La cultura industrial y burocrática no enfrenta al individuo con la
sociedad que reprime sus deseos, sino que doma el instinto, embota la
iniciativa y acrecienta la pobreza intelectual. Busca estandarizar
cambiando al individuo por un estereotipo, el que se corresponde con
el súbdito de la dominación, a saber, el espectador. La cultura
industrial convierte a todo el mundo en “público”. El público
por definición es pasivo, procede por identificación psicológica
con el héroe televisivo, con la vedette, con el líder. Son los
modelos de la falsa realización propios de una vida alienada. La
imagen domina sobre cualquier otra forma de expresión. El
espectador, no interviene, hace de bulto; tampoco protesta, más bien
es el decorado de la protesta. Es más, si las conductas rebeldes se
vuelven moda cultural es porque la protesta se ha vuelto mercancía.
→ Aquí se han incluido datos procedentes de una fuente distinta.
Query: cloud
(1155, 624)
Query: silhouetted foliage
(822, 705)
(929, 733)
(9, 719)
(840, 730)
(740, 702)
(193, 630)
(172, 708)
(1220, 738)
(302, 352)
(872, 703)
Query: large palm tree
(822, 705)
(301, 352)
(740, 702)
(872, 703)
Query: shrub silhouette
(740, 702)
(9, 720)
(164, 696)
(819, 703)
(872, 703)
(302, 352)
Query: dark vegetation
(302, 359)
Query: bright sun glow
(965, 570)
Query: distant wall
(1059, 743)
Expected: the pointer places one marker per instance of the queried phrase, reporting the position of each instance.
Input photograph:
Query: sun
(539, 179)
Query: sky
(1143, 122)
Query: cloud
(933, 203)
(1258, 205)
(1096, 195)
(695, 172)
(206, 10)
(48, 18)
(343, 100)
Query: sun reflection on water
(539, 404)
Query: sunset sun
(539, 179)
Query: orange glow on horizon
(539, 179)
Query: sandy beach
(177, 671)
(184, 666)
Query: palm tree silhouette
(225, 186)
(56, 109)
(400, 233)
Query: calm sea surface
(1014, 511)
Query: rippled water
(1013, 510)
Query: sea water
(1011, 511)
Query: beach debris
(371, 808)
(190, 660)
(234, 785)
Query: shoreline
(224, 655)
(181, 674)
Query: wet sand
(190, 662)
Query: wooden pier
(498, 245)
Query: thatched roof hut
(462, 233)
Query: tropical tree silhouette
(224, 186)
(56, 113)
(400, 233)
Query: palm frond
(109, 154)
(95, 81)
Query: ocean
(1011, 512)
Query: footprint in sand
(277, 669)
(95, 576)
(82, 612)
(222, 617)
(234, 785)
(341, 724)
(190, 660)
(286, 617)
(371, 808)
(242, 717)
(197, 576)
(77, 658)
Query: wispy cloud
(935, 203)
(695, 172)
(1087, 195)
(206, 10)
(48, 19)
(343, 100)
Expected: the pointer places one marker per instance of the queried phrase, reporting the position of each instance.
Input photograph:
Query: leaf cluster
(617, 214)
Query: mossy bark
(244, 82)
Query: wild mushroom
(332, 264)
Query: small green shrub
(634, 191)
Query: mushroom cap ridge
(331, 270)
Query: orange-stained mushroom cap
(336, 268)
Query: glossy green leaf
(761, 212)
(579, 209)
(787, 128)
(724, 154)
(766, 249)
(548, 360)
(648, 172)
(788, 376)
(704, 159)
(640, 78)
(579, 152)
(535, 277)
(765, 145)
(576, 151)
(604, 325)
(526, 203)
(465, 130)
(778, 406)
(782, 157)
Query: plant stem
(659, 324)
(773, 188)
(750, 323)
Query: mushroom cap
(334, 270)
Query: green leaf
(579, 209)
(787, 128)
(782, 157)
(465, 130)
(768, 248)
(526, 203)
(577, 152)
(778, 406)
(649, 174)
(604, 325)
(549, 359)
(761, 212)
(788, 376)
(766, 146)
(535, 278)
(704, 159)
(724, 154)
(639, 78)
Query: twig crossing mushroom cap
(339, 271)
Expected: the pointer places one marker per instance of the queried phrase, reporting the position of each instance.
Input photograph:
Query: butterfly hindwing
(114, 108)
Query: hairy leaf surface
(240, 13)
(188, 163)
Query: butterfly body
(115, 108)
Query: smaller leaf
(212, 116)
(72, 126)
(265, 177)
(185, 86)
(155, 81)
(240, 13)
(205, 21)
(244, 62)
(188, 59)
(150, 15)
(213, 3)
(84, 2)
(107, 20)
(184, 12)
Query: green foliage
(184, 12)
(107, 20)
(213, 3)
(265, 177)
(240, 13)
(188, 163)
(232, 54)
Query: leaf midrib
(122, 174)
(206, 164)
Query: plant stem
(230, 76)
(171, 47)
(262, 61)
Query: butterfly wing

Sirva de ejemplo reciente la “movida” madrileña o su homóloga,
la contracultura barcelonesa de los setenta. La verdadera función
del espectáculo contestatario es integrar la revuelta, revelando el
grado de docilidad o el nivel de idiotez de los participantes. El
espectáculo extiende al máximo los momentos vulgares de la vida
disfrazándolos de heroicos y únicos. En plena derrota de las ideas
de igualitarias y libertarias, el espectáculo es el único que
construye situaciones, aquellas en que los individuos ignoran todo lo
que no divierte. Así se incuba el espectador, ser disperso a quien
el régimen cotidiano de imágenes “ha privado de mundo, cortado de
toda relación y vuelto incapaz de fijar la atención” (Anders).
Además de frívolos los
productos de la cultura industrial son efímeros, pues la oferta ha
de renovarse constantemente ya que el dominio sobre la vida cotidiana
sigue las pautas de la moda, y en la moda la inconstancia es la
regla. La moda siempre vive en presente. Incluso el pasado parece
actual: el márketing consigue presentar a El Quijote como un libro
acabado de escribir y a Goya como un pintor de la jet. El diluvio
informativo que soporta el espectador está descontextualizado,
privado de perspectiva histórica, dirigido a mentes preparadas para
recibirlo, maleables, sin memoria y, por lo tanto, indiferentes a la
historia. Los espectadores no viven más que en el instante.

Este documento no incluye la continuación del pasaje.